22 This, by contrast, is how Oldham listens to music each day right now: In his house, there are perhaps a hundred records on a shelf in active rotation. Each morning, he will take the two on the far-left of the shelf, place them, side A up, on the stackable turntable, and let them play “while whatever morning goings-on go on.” If there’s time, he’ll flip them and play side B. If not, that happens the following day. When both sides have been played, the records are replaced on the far-right side of the shelf. Unless a record falls out of favor, that is, in which case it either goes on the pile to be sold or is taken to Oldham’s nearby work house. Or, if he wants to reencounter the record sooner, particularly if the record is newer, he places it somewhere in the middle of the shelf. There is also a second shelf below, where Hawaiian records, children’s records, and Lou Reed’s Transformer are kept. “The bigger shelf,” Oldham explains, “is primarily language-free music. Lou Reed, the Hawaiians, the children’s records, some gospel music…those are about singing and dancing.”

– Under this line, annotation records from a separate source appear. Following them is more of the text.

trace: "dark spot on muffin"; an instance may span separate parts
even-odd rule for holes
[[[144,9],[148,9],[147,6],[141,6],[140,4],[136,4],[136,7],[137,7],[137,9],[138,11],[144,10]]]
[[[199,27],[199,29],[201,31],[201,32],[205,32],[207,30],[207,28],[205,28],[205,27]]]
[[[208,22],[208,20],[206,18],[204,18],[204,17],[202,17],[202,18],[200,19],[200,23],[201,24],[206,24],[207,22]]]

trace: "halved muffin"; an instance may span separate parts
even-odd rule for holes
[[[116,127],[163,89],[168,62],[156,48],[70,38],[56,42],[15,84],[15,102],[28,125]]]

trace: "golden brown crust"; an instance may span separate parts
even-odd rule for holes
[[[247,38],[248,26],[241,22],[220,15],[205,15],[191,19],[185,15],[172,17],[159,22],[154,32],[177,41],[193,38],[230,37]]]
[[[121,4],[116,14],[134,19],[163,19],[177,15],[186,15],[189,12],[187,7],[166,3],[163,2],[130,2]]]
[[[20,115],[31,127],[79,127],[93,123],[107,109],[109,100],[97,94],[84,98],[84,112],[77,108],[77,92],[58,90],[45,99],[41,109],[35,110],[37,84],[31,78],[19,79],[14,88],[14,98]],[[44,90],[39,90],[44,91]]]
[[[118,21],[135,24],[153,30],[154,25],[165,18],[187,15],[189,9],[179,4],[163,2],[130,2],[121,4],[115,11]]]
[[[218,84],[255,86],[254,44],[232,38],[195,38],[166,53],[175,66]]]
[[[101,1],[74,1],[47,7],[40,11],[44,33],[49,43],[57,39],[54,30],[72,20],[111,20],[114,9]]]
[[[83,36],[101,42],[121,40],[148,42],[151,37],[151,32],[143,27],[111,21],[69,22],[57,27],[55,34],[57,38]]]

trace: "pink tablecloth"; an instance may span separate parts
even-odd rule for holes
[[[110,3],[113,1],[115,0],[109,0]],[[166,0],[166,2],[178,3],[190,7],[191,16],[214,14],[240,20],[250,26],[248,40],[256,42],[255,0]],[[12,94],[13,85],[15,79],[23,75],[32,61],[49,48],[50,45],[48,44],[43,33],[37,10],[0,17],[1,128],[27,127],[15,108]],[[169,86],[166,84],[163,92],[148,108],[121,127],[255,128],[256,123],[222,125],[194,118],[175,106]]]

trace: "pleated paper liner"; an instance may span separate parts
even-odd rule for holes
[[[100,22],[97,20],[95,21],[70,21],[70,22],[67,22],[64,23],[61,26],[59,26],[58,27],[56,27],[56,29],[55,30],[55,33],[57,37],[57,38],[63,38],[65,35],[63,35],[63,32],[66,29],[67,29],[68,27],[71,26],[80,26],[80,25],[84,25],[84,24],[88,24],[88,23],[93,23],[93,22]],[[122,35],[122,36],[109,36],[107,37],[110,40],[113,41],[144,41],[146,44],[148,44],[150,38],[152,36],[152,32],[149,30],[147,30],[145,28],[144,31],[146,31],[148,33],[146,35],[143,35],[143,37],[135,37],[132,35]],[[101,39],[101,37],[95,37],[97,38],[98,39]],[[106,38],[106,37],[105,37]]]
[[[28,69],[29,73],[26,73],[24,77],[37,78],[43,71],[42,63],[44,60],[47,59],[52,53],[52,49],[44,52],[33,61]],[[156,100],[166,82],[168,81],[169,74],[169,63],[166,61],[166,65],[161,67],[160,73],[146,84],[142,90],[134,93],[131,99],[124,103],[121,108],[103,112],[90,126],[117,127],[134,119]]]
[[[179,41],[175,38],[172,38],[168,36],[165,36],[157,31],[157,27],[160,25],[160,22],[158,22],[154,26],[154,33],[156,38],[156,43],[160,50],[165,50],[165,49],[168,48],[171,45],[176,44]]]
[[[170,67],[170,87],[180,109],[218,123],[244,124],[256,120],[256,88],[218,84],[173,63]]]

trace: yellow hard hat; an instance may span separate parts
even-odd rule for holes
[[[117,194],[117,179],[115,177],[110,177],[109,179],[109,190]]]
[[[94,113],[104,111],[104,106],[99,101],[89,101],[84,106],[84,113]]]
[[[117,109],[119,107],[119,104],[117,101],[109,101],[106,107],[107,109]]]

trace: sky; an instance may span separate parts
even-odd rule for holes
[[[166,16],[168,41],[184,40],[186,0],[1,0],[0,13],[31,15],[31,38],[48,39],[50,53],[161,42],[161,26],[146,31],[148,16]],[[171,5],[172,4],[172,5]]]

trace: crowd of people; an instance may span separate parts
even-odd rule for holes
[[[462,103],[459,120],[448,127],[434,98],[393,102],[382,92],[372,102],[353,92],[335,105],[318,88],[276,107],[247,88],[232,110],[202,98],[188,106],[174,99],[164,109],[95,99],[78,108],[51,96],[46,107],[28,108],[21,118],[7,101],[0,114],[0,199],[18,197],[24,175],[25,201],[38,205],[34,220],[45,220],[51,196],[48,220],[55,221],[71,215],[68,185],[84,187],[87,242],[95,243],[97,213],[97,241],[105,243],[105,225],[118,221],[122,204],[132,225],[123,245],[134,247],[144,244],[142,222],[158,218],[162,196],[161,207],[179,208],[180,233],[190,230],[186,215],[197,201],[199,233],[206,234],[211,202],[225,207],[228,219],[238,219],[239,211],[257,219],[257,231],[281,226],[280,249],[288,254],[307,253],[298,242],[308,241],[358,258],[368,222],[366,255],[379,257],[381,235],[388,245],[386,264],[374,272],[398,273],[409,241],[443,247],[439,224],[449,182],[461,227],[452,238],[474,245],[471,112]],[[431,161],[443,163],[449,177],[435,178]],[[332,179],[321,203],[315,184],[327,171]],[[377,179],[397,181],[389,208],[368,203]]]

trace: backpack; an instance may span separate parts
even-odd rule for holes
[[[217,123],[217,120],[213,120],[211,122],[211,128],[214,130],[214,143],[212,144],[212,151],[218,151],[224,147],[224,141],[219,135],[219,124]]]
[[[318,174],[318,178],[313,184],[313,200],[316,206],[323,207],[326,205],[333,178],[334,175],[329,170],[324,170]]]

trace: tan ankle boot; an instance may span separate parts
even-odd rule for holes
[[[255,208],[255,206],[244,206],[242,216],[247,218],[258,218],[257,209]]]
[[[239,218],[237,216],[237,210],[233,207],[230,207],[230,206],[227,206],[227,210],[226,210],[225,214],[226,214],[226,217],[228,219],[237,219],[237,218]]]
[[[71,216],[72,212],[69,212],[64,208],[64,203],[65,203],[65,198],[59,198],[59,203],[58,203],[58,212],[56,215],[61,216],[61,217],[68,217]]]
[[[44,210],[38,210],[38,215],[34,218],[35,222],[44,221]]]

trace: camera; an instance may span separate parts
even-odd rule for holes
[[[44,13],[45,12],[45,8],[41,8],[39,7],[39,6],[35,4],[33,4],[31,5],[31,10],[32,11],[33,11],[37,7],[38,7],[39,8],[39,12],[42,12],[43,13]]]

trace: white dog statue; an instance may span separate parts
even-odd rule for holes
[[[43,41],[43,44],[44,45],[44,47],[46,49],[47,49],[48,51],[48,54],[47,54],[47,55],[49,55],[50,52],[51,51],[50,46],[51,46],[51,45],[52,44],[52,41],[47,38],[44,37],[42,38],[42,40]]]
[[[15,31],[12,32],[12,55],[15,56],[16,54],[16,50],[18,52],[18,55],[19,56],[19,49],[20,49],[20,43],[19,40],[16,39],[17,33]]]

23 Other examples: an album of songs by the British cult band the Mekons; a wholesale cover of a single album by the Norwegian singer Susanna; a re-creation, in performance with Angel Olsen, of the obscure 1979 album “Babble,” by Kevin Coyne and Dagmar Krause; an album of less-known Merle Haggard songs. Oldham frequently references Haggard—less for what he created, though Oldham clearly holds much of that in the highest regard, and more as a touchstone for how one might go about things: “Not at all putting myself on a level with Haggard; I find strong kinship with him in attitude and process. I feel like he’s consistently met the requirements of his job description, while always being careful to not do something that would hamper his ability to continue to find fulfillment in his work.” Furthermore: “I feel like Merle was such a great example of somebody who didn’t do things the way anybody else did. He didn’t have scorn—he wasn’t saying, like, ‘Fuck the rest of the world.’ He was saying, ‘Well, what’s the best way for me to live the most satisfying, wildly complete musical life, and work within the system that I’m being presented with?’ And he did an incredible job until the day he died. It’s so strange that there aren’t more artists like him who get into their 50s, 60s, and 70s, who aren’t blowing our minds. I find that curious.”